2.7 Statistical Analysis
The EZInfo 3.0 software (Umetrics, Umeå, Sweden) was used to perform multivariate analysis on the metabolomics dataset. Data was centered, pareto scaled and subsequently analyzed by principal component analysis (PCA), an unsupervised approach to visualize the metabolic differences between no AKI and AKI patients at each timepoint. Orthogonal partial least squares discriminant analysis (OPLS-DA), a supervised discriminatory analysis, was used for the pairwise discrimination of no AKI and AKI patients at each timepoint. For each OPLS-DA, metabolites were ranked by their variable importance in projection (VIP) values and features with VIP values ≥ 1 were considered to have discriminatory value in discriminating between no AKI and AKI. This VIP filtering was repeated until OPLS-DA model statistics (R2 and Q2 values) were maximized to select for the most important features to annotate. The final optimized OPLS-DA model was used to generate a list of features to identify, using a VIP value threshold of ≥ 1 and correlation (p(corr)) values less than -0.4 and greater than 0.4.
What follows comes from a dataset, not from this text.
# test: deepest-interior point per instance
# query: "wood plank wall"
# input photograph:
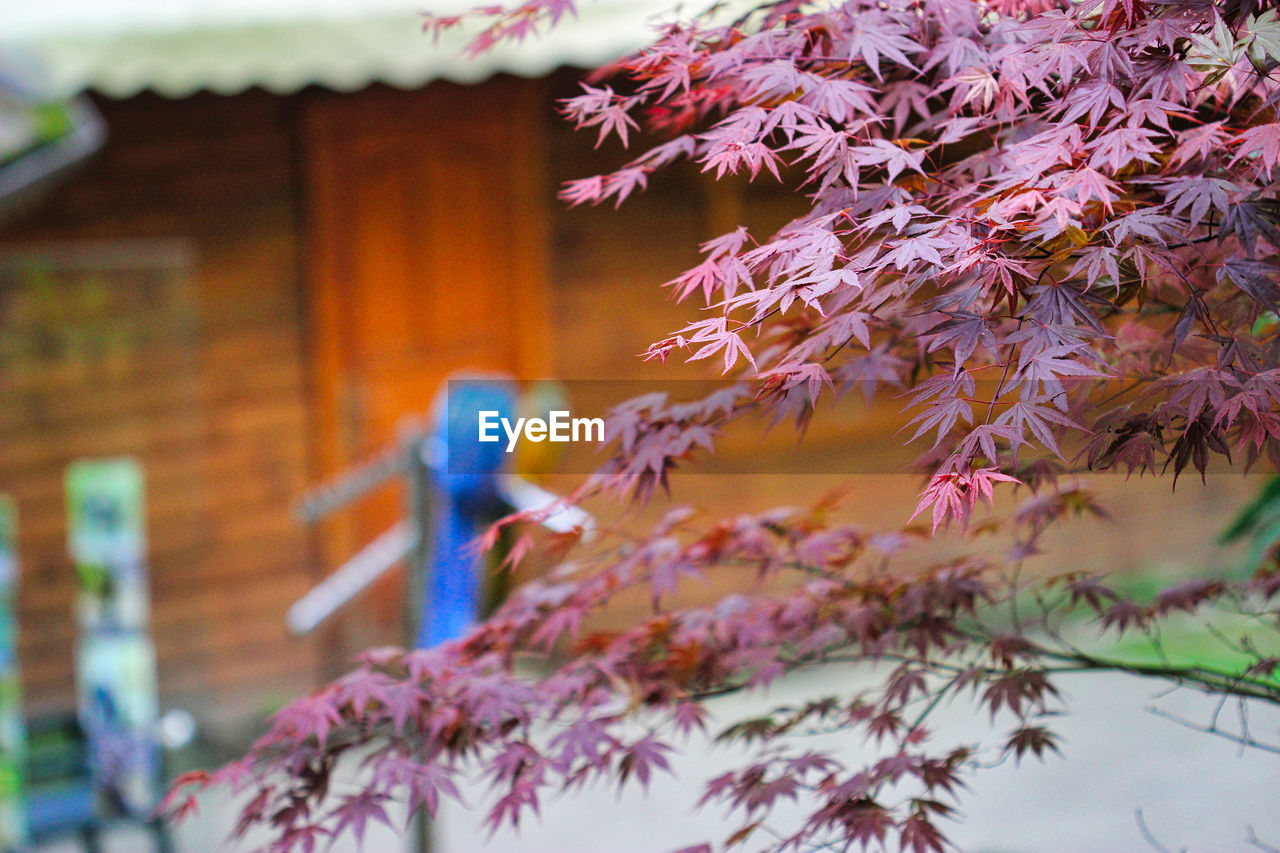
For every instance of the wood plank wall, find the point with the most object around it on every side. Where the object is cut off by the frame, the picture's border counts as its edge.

Features determined to have discriminatory value were analyzed by two-way ANOVA with Benjamini-Hochberg false discovery rate (FDR) correction. Individual features that were found to be significantly different by AKI classification following two-way ANOVA and FDR correction were further analyzed by pairwise t-tests comparing no AKI and AKI patients at each timepoint, with p-values adjusted for multiple comparisons using Bonferroni correction. To find metabolites altered over time, serum and urine features were analyzed by one-way ANOVA with FDR correction, followed by Tukey’s test for metabolites significant by one-way ANOVA after FDR correction. p<0.05 was considered as significantly significant for all univariate data analysis.
Receiver operating characteristic (ROC) curves were generated and area under the ROC (AUROC) values were calculated using MetaboAnalyst 5.0.